Every year, smallholder farmers in the Upper East and Upper West Regions lose many of their small ruminants as a result of disease outbreaks, including preventable diseases such as Peste de Petit Ruminant(PPR). PPR is a highly contagious infectious disease of viral origin that affects sheep and goats.  The mortality rate of infected animals ranges between 50 to 100%, with potentially devastating effect on the income from livestock for these poor farmers.
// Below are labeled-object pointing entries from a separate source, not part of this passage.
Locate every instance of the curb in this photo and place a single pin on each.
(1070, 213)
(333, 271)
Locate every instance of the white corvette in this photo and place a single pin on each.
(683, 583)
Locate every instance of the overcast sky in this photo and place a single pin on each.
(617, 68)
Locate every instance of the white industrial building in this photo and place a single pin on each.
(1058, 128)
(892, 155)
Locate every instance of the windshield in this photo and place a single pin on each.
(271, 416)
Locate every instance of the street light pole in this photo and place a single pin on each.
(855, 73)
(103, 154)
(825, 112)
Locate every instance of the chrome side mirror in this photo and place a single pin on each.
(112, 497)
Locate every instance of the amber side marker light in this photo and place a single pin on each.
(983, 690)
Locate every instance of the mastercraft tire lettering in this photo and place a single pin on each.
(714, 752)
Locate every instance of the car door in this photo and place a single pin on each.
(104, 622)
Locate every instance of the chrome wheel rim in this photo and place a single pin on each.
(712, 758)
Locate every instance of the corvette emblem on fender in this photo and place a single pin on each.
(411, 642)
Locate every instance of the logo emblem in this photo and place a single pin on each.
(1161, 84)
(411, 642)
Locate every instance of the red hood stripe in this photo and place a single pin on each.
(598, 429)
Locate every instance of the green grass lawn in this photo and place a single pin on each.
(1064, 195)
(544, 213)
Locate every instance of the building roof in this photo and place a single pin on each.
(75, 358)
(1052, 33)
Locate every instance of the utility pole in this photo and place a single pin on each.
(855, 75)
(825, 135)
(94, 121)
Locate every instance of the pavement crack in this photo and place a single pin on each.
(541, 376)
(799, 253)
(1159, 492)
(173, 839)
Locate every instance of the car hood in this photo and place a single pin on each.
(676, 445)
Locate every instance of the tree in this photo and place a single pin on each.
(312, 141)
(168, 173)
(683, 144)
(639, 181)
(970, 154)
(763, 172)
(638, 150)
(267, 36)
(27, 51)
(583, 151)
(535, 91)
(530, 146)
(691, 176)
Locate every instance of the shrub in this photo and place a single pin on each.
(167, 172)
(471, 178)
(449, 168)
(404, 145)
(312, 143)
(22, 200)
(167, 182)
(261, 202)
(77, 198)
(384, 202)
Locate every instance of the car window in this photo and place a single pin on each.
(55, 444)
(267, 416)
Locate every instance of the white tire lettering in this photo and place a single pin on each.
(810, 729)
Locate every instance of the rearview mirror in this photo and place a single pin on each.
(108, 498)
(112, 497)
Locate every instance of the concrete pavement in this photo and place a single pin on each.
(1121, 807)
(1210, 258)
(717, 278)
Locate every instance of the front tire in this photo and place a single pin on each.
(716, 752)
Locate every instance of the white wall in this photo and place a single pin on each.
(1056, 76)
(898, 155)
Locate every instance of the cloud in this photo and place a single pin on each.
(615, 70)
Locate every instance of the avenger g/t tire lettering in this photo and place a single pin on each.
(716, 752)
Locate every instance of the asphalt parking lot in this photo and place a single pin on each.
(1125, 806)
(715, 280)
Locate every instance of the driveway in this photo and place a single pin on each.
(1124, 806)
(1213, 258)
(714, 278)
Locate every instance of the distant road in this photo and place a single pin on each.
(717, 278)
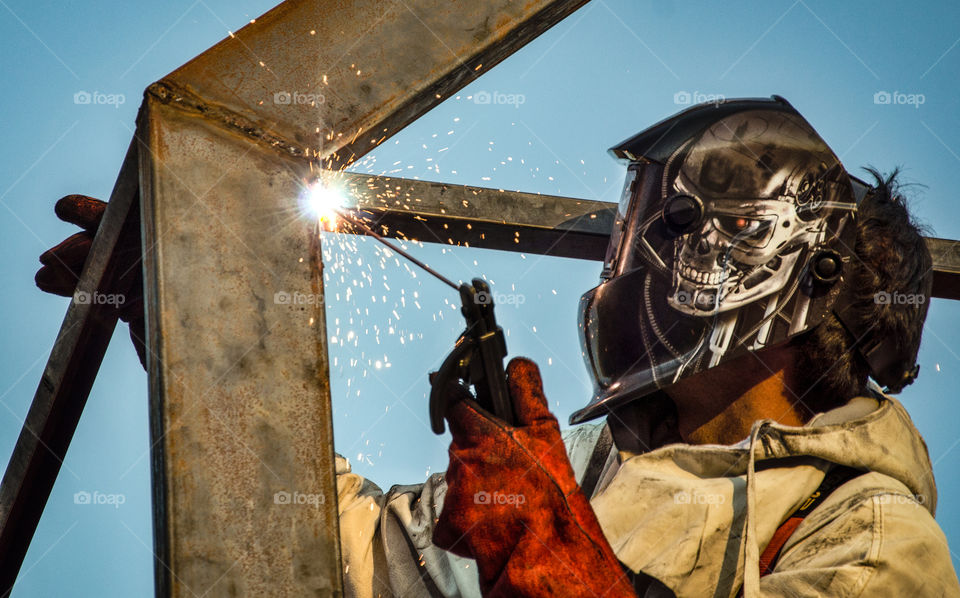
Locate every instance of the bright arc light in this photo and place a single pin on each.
(322, 200)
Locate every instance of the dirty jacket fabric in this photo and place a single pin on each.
(692, 520)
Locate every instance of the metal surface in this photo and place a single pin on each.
(334, 78)
(946, 267)
(527, 222)
(481, 217)
(68, 376)
(239, 387)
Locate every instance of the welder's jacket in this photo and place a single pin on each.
(695, 518)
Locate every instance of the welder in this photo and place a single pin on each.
(758, 307)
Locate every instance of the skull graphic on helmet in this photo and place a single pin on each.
(731, 236)
(742, 208)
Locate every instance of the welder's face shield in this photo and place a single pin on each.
(714, 252)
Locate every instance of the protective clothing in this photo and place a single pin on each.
(691, 520)
(513, 503)
(63, 264)
(731, 236)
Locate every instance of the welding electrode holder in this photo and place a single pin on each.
(476, 359)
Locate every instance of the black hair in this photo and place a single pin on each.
(891, 259)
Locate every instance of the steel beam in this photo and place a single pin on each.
(527, 222)
(68, 375)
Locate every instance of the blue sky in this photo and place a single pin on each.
(608, 71)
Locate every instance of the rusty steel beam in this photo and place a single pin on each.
(525, 222)
(480, 217)
(239, 383)
(334, 78)
(68, 375)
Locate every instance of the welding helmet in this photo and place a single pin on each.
(734, 228)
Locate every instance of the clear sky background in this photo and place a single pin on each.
(608, 71)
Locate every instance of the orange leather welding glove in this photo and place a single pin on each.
(63, 264)
(513, 505)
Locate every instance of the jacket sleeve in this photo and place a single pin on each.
(873, 540)
(386, 537)
(385, 541)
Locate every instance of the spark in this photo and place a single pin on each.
(322, 200)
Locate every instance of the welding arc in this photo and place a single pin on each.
(369, 231)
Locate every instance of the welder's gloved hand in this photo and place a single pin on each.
(513, 503)
(63, 264)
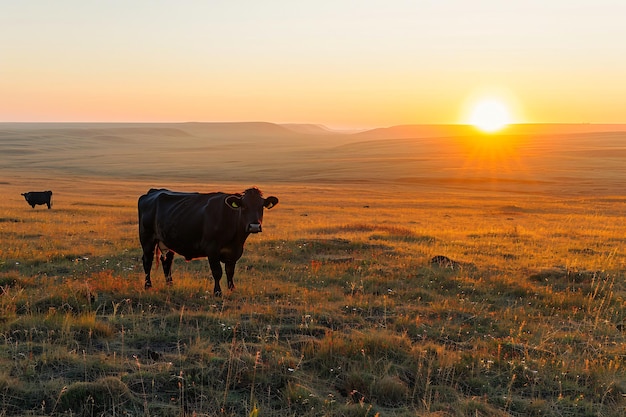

In order to reduce or prevent the death of small ruminants, the veterinary department of the Ministry of Food and Agriculture annually stocks PPR vaccines and embarks on vaccination campaigns of sheep and goats.  Most of these stocked vaccines expire in the fridges however, because of low patronage of this very important service by farmers.


The Resilient and Sustainable Livelihoods Transformation (RESULT) Project is supporting poor small scale farmers to increase their food security and resilience, with improved animal management as one of the interventions.  Prior to the introduction of new animals into its 83 targeted communities in Jirapa and Lawra Districts in the Upper West Region and Bongo and Talensi Districts in the Upper East Region, the RESULT Project supported community-wide PPR vaccination.  Communities were sensitized on the importance of vaccination against the PPR disease. The Project facilitated the  transportation of MoFA veterinary officers to the communities. Farmers paid for the vaccine, but the cost per dose was reduced to make it affordable yet adequate for MoFA vets to recover their costs.

As a result of the RESULT Project’s support, the vaccination campaign received an unprecedented high patronage from livestock farmers across all beneficiary communities. A total of 23,597 sheep and goats were vaccinated – the highest number ever recorded in the two regions within a year.  When the Upper East Regional Veterinary Officer, Dr. Moses Gbordzi, had to re-stock his vaccines for the third time in two months, the Ministry in Accra took notice and asked what was happening in the region.  For many years, it was assumed that farmers did not value their livestock and wouldn’t pay for routine medication or vaccination.

This initiative under the RESULT Project has shown that with increased awareness, the availability of service, and affordable prices, farmers will rationally vaccinate their livestock to improve their production.